Ironically, however, both Dr. Doyle and the new co-director of the Hilltop New Century Scholars Program, Dr. Marta Harvell, think the new change may be due in part to the success that has come from students in programs like University Honors and Hilltop Scholars living together. Because these two communities have had such success, the whole school will be integrated into a similar system.
“Based on the success of communities like the Honors and Hilltops, it seems like they’re trying to make all the communities function as such. Hopefully it’ll spread the academic interest that’s been so present between these two communities,” Doyle said.
One issue facing the scholars’ programs, though, is how they will continue to make the members feel like a community without living together.
Harvell thinks this change may help programs such as the Hilltop New Century Scholars Program grow and flourish because of the different ways they’ll gather. The key differences will be the number of classes they’re offering the Hilltop New Century students and will help tie classroom experiences in with experiences outside in their community.
“The community will be fostered differently. The activities will be different and the program will be more academic. We’re hoping to have more classes for the students to take together. Both were easy to foster community when they were living together, but now we’ll work to make the community happen.” Harvell says.
According to the two directors, though, the only pushback to the changes has been from past students. Some do not seem open to the changes at first because of the nostalgia they hold for their old living situation. Once the purpose is explained, though, they see it as a benefit for the rest of the school.

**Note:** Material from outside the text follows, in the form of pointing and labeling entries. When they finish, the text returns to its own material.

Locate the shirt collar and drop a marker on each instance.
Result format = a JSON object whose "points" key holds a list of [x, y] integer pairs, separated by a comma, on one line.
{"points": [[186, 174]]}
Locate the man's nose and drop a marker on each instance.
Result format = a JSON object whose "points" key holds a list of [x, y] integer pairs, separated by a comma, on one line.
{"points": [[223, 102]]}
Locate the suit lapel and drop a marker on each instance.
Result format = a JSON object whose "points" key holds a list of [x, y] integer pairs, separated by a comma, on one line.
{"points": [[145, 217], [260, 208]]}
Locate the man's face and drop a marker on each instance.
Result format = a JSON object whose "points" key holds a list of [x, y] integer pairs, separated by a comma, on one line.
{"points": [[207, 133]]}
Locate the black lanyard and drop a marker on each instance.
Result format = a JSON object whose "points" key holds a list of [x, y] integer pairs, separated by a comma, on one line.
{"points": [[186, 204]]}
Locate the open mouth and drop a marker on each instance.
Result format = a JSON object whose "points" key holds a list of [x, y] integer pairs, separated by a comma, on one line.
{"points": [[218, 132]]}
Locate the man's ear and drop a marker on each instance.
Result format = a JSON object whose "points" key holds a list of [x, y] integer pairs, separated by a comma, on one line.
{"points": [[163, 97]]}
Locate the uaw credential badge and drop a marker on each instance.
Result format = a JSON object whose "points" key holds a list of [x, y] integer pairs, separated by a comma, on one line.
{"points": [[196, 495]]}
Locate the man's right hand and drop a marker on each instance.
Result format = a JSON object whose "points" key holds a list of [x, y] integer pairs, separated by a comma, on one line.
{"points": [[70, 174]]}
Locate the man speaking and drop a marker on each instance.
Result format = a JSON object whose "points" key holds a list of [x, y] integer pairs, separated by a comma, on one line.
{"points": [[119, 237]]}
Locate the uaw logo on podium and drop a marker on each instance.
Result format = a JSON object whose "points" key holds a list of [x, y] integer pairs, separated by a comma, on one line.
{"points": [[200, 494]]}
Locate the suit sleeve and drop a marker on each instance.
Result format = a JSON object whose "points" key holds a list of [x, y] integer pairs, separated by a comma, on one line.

Others, like former Virginia-Snider resident Jared McCluskey, see the new residential commons system as a way to bridge the gap between all groups of people. By mixing all the students, it will make each commons have more of a variety to it instead of a certain type of person.
“I felt like I couldn’t meet enough different people in the honors dorm,” McCluskey said.

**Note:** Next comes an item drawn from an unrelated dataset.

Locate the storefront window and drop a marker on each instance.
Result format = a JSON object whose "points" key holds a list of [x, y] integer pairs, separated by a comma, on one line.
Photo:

A rising sophomore and New Century Scholars Program student, Jeremiah Jensen, says he saw people on his floor form strong bonds with each other in a way that might not happen with the new commons. His prediction for the reform: it will take awhile for change to take root.
“I don’t think it’ll change that much in the first year because something this big will take some time to take root. It’ll help tone down some of the partying but some of the sophomores will try to carry on the identities of the current residence halls,” he said.
Many in and around the Honors and Hilltop scholars programs are thrilled to see this change, though, because they think it will help the whole university become more conscious of academics.
“The vision behind all of this is, if a university is going to turn out really great students, we can’t have this 9-5 mentality where your job is done after you leave the classroom,” Doyle said. “The residential commons will break the boundary between being in class and being at your dorm and not learning. I think this will turn out better people.”